Mulvaney later said the company basically cut her loose and let her endure the death threats and similar without any support. Meanwhile right wingers turned the beer, a staple of events and pastimes generally coded as “conservative,” into a culture war target, and eventually the executive who approved the partnership with Mulvaney was forced out.
“Under the course of just over a year, Bud Light was transformed from a normal American thing you don’t think much about into something very, very bad, something they would shoot on sight,” Maddow explained, noting that Trump himself was a huge promoter of this particular campaign.
But then, Maddow noted, “Donald Trump did a total 180. Out of the blue, he decided unilaterally to call off the right wing jeremiad against Bud Light. He told all his followers to start drinking bud lying again. Quote, ‘Anheuser-Busch is a great American brand that deserves a second chance.’”
Then Maddow identified what almost certainly caused this massive change of mind, starting on Feb. 6, the day Trump announced it.
“At 9:47 a.m., the lobbyist for Anheuser-Busch announces a $10,000 a plate fundraiser for Trump, 9:47 a.m. That same day at 3:30 p.m., Trump announces that he has changed his mind on Bud Light and conservatives should all drink Bud Light again,” Maddow said.
“All Anheuser-Busch had to do was announce they were going to do the fundraiser to get Trump to do what they wanted, to get Trump to call off what had been a years-long conservative culture war top line issue,” Maddow said. “That’s apparently what it took to end the great right-wing Bud Light freakout of 2023 and 2024. One fundraiser.”
Maddow then looked at Trump’s equally strange change of heart on TikTok. For those in need of a quick catch up, Trump tried to ban TikTok when he was president. Now, there is a bipartisan bill in the works with massive congressional support — and Biden has already said he’ll sign — that if passed would effectively ban TikTok in America unless it is sold to a company without ties to Beijing.
Trump however now opponses this bill and has said positive things about TikTok.
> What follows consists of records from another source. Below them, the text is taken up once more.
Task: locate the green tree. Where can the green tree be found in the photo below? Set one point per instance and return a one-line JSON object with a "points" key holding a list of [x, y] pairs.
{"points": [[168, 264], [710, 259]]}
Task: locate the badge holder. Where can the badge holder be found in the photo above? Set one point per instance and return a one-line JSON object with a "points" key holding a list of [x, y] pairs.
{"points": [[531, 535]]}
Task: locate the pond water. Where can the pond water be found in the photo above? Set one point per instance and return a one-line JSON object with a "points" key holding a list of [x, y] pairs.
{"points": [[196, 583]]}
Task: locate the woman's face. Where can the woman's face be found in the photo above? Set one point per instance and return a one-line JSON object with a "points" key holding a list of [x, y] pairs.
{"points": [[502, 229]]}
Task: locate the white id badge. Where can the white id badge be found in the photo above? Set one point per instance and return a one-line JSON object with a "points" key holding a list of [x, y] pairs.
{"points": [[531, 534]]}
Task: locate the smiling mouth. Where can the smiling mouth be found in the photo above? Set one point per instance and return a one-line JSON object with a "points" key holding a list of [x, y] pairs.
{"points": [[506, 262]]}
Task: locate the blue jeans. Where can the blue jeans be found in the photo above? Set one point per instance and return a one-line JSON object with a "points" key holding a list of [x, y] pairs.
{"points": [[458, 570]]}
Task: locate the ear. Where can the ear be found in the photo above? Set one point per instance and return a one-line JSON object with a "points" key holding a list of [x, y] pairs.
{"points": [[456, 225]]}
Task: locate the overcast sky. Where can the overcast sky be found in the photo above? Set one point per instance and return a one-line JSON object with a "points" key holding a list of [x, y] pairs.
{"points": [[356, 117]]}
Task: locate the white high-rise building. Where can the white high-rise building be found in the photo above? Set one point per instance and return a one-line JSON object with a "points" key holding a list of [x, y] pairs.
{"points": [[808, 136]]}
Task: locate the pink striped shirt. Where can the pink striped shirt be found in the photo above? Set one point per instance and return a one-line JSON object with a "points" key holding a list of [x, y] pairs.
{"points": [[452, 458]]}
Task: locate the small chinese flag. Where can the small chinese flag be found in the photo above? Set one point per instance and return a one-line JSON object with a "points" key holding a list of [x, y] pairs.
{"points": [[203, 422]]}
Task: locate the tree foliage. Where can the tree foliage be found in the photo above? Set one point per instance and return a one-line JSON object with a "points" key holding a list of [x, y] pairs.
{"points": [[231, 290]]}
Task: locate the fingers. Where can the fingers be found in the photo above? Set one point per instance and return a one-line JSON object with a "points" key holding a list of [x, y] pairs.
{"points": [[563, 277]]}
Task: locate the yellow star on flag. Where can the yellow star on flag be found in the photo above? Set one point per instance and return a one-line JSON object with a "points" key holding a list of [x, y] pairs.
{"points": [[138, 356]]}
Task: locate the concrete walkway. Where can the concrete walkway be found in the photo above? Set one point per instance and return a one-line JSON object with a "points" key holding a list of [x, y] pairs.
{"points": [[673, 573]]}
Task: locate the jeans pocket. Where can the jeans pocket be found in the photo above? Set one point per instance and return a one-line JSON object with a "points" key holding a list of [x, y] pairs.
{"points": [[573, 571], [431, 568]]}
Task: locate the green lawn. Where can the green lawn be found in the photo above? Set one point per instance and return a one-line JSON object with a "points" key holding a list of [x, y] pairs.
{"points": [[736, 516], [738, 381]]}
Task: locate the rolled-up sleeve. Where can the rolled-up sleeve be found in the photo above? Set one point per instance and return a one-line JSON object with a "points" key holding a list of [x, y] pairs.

Maddow tied this to a recent meeting between Trump and Jeff Yass, an American billionaire with a 13% stake in TikTok’s parent company Bytedance.
“So follow the bouncing coin, if you will. Step one, take very aggressive, very public position against foreign a company,” Maddow said. “Step two, notice nearby man who has $33 billion 15 percent stake in that company. Step three, need money desperately. Step four, announce new stance very much in favor of the same foreign company you used to oppose while blinking one’s eyelashes at the man you just noticed.”
“Step five — cha-ching, cash in,” Maddow quipped.
Maddow tied all this to Trump’s clear financial problems, as exemplified by the fact he had to get a bond from an unnamed lender in order to cover the $91 million required to appeal the judgment in the E. Jean Carroll defamation case. and that’s on top of the more than $400 million Trump has been fined after being found guilty of business fraud.
So he desperately needs money, I mean, right now,” Maddow said. “And he needs that money so urgently, right now, while he is openly changing his publicly held, long held supposedly heartfelt policy position — positions in ways that appear to be just straight-up responsiveness to financial incentives.”
“No matter how you think of Trump, no matter whether you support him or not, no matter whether you care about politics or not, it puts us, the American people, in a radically fragile place when it comes to what exactly is for sale in our country and from our government,” Maddow said as the concluded the commentary.
“I mean, Bud Light and TikTok seem to have figured out very early on where exactly you insert the coins to receive your prize. But if anything is for sale, right, if everything is for sale, what makes you think it’s going to stop with thin beer and Chinese social media apps? Everything must go. Everything’s for sale. Anybody who can pay can get what they want. And you wonder why guys like this always want to undermine the rule of law.”